Dear all, I am experimenting with cheerio crawler to scrape Amazon. I followed the tutorial online and it works for Germany but the same crawler gets detected as a bot for US. For Germany, I am using a data center proxy of Germany and it works but for USA the datacenter proxy of US doesn't work. Below is the configuration. I am building an Amazon scraper for multiple marketplaces.
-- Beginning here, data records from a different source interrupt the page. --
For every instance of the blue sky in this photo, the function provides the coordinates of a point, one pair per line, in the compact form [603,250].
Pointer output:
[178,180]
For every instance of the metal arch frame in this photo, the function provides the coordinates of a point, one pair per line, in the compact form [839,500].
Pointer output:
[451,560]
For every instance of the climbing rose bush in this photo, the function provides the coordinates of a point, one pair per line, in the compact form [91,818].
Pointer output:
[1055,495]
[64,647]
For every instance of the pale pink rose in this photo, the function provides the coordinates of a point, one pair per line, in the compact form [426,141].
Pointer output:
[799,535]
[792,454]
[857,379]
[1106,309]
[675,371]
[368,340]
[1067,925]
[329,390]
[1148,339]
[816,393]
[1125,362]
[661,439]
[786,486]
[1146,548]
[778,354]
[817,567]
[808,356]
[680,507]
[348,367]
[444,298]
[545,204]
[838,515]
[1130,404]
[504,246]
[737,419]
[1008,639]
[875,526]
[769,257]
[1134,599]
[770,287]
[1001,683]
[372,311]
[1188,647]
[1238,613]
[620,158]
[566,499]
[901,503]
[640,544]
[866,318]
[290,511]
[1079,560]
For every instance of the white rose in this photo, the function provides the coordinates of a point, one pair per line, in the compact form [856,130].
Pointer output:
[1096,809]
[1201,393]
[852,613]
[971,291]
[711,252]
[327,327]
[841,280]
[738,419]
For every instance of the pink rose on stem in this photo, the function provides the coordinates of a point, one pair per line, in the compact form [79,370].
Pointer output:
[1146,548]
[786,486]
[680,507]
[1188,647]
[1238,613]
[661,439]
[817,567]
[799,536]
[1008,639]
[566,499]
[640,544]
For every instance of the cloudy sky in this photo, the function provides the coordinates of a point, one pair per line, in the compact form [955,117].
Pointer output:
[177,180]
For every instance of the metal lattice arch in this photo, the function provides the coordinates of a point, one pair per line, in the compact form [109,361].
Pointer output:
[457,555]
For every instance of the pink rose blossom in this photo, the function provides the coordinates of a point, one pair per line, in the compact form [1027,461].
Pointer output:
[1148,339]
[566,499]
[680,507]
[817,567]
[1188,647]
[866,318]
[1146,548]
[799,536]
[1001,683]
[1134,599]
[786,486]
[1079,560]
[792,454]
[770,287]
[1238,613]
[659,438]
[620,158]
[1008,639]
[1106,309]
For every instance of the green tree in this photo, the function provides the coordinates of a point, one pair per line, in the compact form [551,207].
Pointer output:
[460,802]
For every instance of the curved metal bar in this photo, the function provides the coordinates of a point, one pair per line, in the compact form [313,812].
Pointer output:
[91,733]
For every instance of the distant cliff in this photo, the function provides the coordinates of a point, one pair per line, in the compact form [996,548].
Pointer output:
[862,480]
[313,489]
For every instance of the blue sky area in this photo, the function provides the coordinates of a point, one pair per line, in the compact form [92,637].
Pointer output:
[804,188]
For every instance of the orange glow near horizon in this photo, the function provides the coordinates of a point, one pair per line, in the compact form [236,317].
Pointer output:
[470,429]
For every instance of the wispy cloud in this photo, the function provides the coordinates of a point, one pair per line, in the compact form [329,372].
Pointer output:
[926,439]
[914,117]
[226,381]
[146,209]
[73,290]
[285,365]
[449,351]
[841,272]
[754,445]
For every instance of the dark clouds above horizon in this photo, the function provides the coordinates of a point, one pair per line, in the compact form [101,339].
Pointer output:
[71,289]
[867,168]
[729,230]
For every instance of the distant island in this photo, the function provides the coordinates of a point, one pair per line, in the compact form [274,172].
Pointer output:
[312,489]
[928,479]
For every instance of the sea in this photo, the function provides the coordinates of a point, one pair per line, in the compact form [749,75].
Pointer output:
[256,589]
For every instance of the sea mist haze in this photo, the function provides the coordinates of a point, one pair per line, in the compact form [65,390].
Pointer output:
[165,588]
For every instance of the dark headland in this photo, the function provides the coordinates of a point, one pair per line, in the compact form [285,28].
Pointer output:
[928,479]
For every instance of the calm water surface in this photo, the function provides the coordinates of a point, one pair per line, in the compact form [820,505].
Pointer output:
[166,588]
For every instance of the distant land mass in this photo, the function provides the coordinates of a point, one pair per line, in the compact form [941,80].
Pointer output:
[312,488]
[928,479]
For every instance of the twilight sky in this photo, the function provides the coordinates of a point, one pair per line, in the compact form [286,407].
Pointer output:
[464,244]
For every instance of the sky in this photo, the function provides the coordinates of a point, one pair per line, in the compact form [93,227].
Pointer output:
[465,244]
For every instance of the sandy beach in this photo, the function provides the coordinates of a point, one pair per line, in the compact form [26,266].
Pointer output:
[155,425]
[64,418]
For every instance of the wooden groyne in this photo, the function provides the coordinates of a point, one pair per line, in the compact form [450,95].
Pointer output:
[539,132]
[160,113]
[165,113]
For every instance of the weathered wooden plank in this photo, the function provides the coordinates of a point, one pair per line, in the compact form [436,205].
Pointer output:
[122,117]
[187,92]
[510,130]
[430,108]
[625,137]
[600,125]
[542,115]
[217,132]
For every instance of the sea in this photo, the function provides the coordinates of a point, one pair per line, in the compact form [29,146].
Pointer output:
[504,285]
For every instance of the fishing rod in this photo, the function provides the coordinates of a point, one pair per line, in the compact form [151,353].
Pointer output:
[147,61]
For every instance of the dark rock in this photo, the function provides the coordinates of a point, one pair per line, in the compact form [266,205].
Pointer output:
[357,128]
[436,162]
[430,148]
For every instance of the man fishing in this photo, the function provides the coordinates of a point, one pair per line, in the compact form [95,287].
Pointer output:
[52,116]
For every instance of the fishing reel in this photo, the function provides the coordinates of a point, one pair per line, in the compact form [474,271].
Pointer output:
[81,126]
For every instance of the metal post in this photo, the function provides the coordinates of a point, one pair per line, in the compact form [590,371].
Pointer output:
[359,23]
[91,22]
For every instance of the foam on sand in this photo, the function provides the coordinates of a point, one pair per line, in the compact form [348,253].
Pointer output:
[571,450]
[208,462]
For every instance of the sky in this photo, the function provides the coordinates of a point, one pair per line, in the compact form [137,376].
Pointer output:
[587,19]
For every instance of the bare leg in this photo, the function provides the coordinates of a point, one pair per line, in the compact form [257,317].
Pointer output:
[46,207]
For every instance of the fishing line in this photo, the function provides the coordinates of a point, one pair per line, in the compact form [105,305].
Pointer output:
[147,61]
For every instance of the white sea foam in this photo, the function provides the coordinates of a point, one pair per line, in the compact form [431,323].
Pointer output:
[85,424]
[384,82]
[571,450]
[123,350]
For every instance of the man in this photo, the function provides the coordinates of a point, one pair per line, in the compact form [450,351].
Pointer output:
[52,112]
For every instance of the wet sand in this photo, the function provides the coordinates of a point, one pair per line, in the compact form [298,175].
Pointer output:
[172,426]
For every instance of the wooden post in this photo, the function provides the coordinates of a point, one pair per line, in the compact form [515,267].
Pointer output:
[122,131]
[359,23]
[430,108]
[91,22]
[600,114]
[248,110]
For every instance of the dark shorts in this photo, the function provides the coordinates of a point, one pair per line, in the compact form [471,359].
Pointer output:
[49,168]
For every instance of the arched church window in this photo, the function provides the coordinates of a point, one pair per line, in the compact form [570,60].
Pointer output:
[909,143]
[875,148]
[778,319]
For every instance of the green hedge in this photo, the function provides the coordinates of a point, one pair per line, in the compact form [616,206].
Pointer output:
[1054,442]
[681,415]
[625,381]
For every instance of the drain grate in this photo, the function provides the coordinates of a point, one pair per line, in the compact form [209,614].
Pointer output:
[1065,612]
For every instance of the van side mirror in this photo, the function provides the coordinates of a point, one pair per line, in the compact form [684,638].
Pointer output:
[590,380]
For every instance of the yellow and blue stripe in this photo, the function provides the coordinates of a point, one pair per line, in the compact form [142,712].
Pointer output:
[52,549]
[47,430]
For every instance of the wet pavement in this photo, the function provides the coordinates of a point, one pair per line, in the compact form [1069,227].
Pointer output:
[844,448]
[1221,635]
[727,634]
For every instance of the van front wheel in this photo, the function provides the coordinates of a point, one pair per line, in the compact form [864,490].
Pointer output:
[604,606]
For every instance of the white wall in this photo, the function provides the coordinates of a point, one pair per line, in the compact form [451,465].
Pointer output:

But this inconsistency makes it challenging.
const crawler = new CheerioCrawler({
proxyConfiguration,
requestQueue: queue,
useSessionPool: true,
persistCookiesPerSession: true,
maxRequestRetries: 20,
maxRequestsPerMinute: 250,
autoscaledPoolOptions:{
maxConcurrency:100,
minConcurrency: 5,
isFinishedFunction: async () => {
// Tell the pool whether it should finish
// or wait for more tasks to become available.
// Return true or false
return false
}
},
failedRequestHandler: async (context) => rebirth_requests({ ...context}),
requestHandler: async (context) => router({ ...context, dbPool})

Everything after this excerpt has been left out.